Abstract. Replacing prototype testing by computer simulation is essential for speeding design cycle times. Since a critical requirement in any design is to prevent failure without incurring high cost, the ability to simulate failure is vital in this paradigm shift. For the last few years, several types of computational failure analysis methods have been developed. However, computational modeling of failure and reliable predictions are still highly problematic and one of the biggest challenges in computational mechanics. The primary motivation of this talk is to introduce recently developed XFEM-based computational failure analysis methods that can model arbitrary crack growths independent from the initial mesh topologies. The first part of this talk will present key concepts in these methods along with various dynamic failure analysis results in shell and 3D models under extreme dynamic loading or fluid-structure interaction induced loading conditions.
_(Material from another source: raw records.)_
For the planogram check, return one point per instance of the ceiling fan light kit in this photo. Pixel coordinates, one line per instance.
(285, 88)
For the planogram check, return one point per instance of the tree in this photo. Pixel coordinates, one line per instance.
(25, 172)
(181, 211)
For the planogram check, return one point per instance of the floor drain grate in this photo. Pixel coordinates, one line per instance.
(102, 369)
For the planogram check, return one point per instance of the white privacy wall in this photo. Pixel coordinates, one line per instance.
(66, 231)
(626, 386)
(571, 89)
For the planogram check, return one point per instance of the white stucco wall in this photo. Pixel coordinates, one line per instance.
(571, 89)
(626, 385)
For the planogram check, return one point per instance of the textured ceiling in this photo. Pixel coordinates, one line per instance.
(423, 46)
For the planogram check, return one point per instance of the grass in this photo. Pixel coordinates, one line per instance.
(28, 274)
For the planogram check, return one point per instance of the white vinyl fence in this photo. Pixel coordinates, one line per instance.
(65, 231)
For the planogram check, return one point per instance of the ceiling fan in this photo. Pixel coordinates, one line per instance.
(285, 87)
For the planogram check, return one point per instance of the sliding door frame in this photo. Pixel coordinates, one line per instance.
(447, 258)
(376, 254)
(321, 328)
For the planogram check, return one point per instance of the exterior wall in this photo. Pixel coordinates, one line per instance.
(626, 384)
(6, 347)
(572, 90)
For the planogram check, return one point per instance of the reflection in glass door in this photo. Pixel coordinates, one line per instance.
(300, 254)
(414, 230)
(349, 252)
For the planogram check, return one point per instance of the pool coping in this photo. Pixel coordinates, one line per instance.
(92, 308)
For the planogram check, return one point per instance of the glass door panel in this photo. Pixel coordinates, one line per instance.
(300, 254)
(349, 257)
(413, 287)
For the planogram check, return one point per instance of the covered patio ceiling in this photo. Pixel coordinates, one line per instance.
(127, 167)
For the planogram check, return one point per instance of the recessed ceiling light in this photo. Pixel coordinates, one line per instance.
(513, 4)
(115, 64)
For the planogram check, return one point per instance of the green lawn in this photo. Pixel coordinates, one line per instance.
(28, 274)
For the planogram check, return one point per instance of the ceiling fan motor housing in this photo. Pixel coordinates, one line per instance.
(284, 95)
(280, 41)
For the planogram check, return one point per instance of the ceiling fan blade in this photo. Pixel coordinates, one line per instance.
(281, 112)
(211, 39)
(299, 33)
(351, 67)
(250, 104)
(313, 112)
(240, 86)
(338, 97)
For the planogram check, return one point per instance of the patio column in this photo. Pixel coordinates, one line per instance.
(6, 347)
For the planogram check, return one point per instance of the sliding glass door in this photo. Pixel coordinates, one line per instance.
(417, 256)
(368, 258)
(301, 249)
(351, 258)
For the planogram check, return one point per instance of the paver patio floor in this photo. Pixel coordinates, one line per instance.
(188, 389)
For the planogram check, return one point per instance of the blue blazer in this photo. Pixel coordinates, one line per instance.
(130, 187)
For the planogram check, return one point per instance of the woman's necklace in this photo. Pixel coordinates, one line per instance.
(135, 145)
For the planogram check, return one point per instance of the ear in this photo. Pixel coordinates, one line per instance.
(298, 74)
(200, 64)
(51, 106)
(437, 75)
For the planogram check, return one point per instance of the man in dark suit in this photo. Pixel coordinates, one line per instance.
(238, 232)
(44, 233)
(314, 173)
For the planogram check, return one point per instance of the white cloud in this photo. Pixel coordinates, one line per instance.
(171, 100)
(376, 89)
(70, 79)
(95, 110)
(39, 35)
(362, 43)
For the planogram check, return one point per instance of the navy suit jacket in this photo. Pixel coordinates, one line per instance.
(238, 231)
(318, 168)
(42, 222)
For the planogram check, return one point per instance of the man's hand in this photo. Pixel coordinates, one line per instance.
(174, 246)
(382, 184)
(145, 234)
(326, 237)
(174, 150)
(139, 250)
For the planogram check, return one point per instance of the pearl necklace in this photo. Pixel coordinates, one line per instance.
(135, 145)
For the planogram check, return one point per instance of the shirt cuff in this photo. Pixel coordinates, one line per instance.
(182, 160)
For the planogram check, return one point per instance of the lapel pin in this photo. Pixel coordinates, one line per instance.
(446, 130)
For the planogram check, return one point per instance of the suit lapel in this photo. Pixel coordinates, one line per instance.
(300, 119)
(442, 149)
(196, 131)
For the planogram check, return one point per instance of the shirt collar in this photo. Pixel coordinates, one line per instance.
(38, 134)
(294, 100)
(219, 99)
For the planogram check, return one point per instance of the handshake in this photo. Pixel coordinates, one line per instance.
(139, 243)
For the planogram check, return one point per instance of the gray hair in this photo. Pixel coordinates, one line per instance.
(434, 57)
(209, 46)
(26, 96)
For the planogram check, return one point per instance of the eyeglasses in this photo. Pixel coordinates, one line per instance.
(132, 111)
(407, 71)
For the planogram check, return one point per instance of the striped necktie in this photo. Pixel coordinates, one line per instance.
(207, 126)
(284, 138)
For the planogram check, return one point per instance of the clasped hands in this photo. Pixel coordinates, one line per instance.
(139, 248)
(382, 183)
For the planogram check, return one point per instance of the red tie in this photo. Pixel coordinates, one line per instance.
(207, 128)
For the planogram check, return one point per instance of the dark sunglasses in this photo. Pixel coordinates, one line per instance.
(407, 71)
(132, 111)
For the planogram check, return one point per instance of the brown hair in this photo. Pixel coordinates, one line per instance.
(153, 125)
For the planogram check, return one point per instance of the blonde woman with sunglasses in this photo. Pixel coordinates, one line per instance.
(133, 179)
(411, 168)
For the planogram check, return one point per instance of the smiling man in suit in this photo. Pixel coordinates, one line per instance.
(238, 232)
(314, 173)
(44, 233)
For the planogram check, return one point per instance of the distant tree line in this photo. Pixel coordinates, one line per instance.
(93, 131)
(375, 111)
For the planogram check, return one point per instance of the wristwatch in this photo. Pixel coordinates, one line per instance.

In the second part, a new multi-scale analysis method for predicting multi-scale failure will be described. Particular emphasis will be placed on the situation where the coarse scale model loses its ellipticity, which is always the case with failure. A new method for treating that situation will be described within the context of multi-scale approaches. Its notable feature is the decomposition of the unit cell response into a discontinuity and a smooth response. Two key concepts are fundamental to the development of this method: the notion of a perforated unit cell that excludes all material that is not strictly convex and a method for extracting the discontinuity at the macro-scale from the micro-scale response. The methods are combined with the XFEM for the coarse scale model, so that arbitrary discontinuities at the macroscale can be treated. We will conclude this talk with examples for mechanical study of multi-scale failure analysis to examine the applicability of this multi-scale failure analysis method.

Bio. Dr. Jeong-Hoon Song received his B.S. and M.S. from the Department of Civil Engineering at Yonsei University, Korea, and Ph.D. from Theoretical and Applied Mechanics, Northwestern University. Dr. Song has worked on developing high fidelity computational failure analysis frameworks focusing on predicting static/fatigue/dynamic fracture in micro/macro scales, fluid-structure interactions, and multiscale failure behaviors.